Higher-order lattice light shifts in the Cd optical clock

The $5s^2\,^1\!S_0 -\, 5s5p\, ^3\!P^o_0$ transition in cadmium is an attractive candidate for an optical lattice clock because it allows for an efficient narrow-line cooling and has a small sensitivity to blackbody radiation~[1], the effect which dominates the uncertainty budget of Sr and Yb clocks. Two isotopes of Cd have a nuclear spin of 1/2, which precludes tensor light shifts from the lattice light, another advantageous feature. In this work we address the problem of higher-order lattice light shifts in the Cd clock caused by the multipolar $M1$ and $E2$ atom-field interactions and by the term nonlinear in lattice intensity and determined by the hyperpolarizability.
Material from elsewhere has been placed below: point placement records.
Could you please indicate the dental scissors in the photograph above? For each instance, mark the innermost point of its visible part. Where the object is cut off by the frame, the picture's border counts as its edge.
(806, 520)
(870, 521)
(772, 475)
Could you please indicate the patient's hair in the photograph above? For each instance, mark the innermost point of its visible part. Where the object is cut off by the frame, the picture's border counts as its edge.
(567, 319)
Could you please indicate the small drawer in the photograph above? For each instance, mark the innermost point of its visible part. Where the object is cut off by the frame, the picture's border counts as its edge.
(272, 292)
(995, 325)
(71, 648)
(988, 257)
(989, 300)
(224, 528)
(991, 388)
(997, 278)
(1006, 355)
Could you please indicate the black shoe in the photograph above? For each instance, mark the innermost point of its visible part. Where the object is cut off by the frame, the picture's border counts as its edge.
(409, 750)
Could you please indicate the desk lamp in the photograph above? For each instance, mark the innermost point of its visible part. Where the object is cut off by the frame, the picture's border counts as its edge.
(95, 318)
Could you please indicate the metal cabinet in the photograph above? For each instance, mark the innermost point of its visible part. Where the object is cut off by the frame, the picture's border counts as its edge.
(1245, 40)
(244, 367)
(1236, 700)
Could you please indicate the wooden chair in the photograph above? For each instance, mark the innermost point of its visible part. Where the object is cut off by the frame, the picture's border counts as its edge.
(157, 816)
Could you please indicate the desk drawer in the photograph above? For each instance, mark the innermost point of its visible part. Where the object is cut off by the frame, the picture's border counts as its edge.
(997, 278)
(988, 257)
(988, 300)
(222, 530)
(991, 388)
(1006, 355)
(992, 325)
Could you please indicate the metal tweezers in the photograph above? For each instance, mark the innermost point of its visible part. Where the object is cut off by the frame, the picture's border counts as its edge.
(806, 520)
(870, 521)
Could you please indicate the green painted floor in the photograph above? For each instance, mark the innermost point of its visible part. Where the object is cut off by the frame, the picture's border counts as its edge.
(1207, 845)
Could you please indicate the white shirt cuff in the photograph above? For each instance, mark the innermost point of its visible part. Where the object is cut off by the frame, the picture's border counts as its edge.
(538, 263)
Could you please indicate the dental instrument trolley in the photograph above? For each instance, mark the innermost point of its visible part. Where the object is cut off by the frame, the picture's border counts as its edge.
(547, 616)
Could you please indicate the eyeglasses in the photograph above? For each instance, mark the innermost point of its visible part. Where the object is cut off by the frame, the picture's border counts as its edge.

Using the method that combines configuration interaction and linearized coupled-cluster single double method we found the magnetic dipole and electric quadrupole polarizabilities and hyperpolarizabilities at the magic wavelength of the $^1\!S_0$ and $^3\!P^o_0$ states and determined these quantities for the clock transition frequency. The results are compared with those for the $5s^2\,^1\!S_0 -\, 5s5p\, ^3\!P^o_0$ Sr clock transition. \\ \noindent [1] A.~Yamaguchi, M.~S.~Safronova, K.~Gibble, and H.~Katori, Phys. Rev. Lett. {\bf 123}, 113201 (2019)